Materials and methods

Patient inclusion and sample collection

The present study included 20 patients with restenosis and 30 patients without restenosis underwent CAS for carotid stenosis at Cangzhou Central Hospital (Cangzhou, China) between February 2014 and October 2016. The degree of stenosis was determined using the criteria of the North American Symptomatic Carotid Endarterectomy trial (18). Patients were excluded if any of the following applied: i) Acute infection, cough, fever or diarrhea; ii) chronic inflammatory diseases; iii) malignant tumors; iv) severe kidney or liver diseases; v) poor adherence. Blood samples were collected from subjects after CAS, the blood samples were all centrifuged for serum isolation immediately after collection to avoid hemolysis in this experiment and stored at -80˚C for future use.
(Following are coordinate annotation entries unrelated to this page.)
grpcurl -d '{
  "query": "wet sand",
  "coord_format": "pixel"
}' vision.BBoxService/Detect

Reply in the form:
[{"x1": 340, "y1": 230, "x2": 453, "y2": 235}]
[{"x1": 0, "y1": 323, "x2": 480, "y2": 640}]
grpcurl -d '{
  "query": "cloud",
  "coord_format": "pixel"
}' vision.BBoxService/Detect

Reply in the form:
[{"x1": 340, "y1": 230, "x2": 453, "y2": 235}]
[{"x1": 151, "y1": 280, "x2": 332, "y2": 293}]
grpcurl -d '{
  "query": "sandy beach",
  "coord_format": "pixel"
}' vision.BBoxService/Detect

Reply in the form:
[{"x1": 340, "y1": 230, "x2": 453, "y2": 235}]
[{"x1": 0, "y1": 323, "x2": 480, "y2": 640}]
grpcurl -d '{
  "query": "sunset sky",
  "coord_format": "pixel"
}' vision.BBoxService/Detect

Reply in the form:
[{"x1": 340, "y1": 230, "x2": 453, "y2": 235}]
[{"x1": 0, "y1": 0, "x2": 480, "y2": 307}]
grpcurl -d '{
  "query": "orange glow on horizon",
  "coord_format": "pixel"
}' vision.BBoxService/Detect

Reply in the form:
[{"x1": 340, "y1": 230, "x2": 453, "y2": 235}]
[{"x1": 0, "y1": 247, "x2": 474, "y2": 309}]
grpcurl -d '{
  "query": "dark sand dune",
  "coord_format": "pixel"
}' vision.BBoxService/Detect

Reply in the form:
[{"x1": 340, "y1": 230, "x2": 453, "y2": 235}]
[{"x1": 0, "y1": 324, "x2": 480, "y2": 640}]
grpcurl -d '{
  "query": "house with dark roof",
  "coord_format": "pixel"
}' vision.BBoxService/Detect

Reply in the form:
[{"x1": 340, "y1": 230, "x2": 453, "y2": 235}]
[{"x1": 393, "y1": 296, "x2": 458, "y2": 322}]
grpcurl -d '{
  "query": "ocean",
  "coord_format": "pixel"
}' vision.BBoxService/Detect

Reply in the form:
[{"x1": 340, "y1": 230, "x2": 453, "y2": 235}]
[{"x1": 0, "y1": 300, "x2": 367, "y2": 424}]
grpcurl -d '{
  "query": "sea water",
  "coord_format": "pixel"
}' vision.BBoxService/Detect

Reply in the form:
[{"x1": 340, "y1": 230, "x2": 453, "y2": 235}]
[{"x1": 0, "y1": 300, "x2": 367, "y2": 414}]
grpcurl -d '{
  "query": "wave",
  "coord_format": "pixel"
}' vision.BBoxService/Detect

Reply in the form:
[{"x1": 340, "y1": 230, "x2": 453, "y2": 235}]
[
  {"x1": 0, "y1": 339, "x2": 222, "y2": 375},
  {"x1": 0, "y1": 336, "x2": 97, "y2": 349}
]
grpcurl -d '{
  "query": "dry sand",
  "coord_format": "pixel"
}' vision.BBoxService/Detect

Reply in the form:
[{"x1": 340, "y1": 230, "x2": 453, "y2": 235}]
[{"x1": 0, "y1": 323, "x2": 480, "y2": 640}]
The demographic and clinicopathological characteristics of the patients were recorded and listed in Table I, including age, sex, body mass index, smoking status, drinking status, diabetes, hypertension, hyperlipidemia, total cholesterol (TC), triglyceride, high-density lipoprotein cholesterol and low-density lipoprotein cholesterol (LDL-C). Written informed consent was obtained from patients or their relatives for the use of blood samples and clinical data. Experimental procedures were approved by the guidelines of the Ethics Committee of Cangzhou Central Hospital (Cangzhou, China; approval no. CZCH14h0280).

Table I Baseline characteristics of the study subjects.

Table I

Baseline characteristics of the study subjects.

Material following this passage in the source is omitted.